In London last week Palestine solidarity campaigners took part in a rolling picket of companies that are complicit in the Israeli genocide and starvation of Gaza, starting at Google’s office in the heart of the capital.
And in the capital of Scotland the screen-writer Paul Laverty was arrested at a pro-Palestine protest outside a police station for allegedly supporting a banned organisation. Laverty is best known for his collaborations with director Ken Loach including the award-winning I, Daniel Blake and The Wind That Shakes the Barley, which both won the Palme d'Or at the Cannes Film Festival.

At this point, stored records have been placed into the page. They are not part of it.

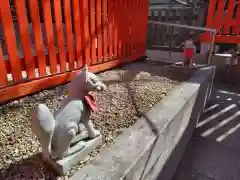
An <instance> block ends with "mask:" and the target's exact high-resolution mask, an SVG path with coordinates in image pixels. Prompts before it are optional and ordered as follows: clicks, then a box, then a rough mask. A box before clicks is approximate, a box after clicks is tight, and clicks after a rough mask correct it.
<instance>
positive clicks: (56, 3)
mask: <svg viewBox="0 0 240 180" xmlns="http://www.w3.org/2000/svg"><path fill="white" fill-rule="evenodd" d="M53 10H54V19H55V26H56V33H57V42H58V53H59V56H60V57H59V61H60V72H65V71H66V62H67V60H66V53H65V47H64V46H65V42H64V34H63V23H62V10H61V0H54V9H53Z"/></svg>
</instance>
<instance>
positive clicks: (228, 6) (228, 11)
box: [223, 0, 235, 34]
mask: <svg viewBox="0 0 240 180" xmlns="http://www.w3.org/2000/svg"><path fill="white" fill-rule="evenodd" d="M234 5H235V0H229V1H228V8H227V10H226V16H225V18H224V22H225V24H224V28H223V33H224V34H229V32H230V27H231V26H232V25H233V11H234Z"/></svg>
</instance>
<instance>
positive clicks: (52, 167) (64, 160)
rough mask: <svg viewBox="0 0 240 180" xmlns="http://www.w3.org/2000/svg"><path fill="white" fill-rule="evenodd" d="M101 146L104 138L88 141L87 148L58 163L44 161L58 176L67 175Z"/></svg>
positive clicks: (53, 161) (58, 162) (66, 157)
mask: <svg viewBox="0 0 240 180" xmlns="http://www.w3.org/2000/svg"><path fill="white" fill-rule="evenodd" d="M101 144H102V136H98V137H96V138H94V139H91V140H88V141H86V145H85V147H84V148H83V149H82V150H81V151H79V152H78V153H75V154H73V155H71V156H68V157H66V158H64V159H61V160H58V161H54V160H51V159H44V161H45V163H47V164H49V165H50V166H51V167H52V168H53V169H54V170H55V171H56V172H57V173H58V174H60V175H65V174H66V173H67V172H69V170H70V169H71V168H72V167H73V166H75V165H77V164H78V163H79V162H80V161H83V160H84V159H85V158H86V157H87V156H88V154H89V153H91V152H92V151H93V150H95V149H96V148H97V147H99V146H100V145H101Z"/></svg>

"Following a protest outside St Leonards Police Station on Monday 25 August 2025, a 68-year-old man has been arrested under the Terrorism Act 2000 for showing support for a proscribed organisation" said Police Scotland. Laverty, who was wearing a T-shirt with the slogan "Genocide in Palestine, time to take action", told the media that “although we have the law on our side, we cannot implement it. So I think we have to change the narrative. I think we’ll have to remember is that the most important court in the world is the court of public opinion. Ordinary people are appalled to see starvation and genocide and the selling of arms to the apartheid state in Israel, and are just appalled by it”.
Laverty is accused of supporting Palestine Action, which was banned in July following acts of vandalism at an RAF base. Yvette Cooper, the home secretary, announced the ban days after activists from the group broke into RAF Brize Norton and defaced two military transport aircraft with spray paint causing some seven million poundsworth of damage.
More than 700 people have been arrested, mostly at demonstrations, for supporting the group since it was outlawed under the Terrorism Act 2000.
Volker Turk, the UN high commissioner for human rights, said in July that the UK’s decision to proscribe the campaign group as a terrorist organisation was “disproportionate and unnecessary” and called for the designation to be rescinded.
He said: “UK domestic counter-terrorism legislation defines terrorist acts broadly to include ‘serious damage to property’. But, according to international standards, terrorist acts should be confined to criminal acts intended to cause death or serious injury or to the taking of hostages, for purpose of intimidating a population or to compel a government to take a certain action or not.
“It misuses the gravity and impact of terrorism to expand it beyond those clear boundaries, to encompass further conduct that is already criminal under the law”.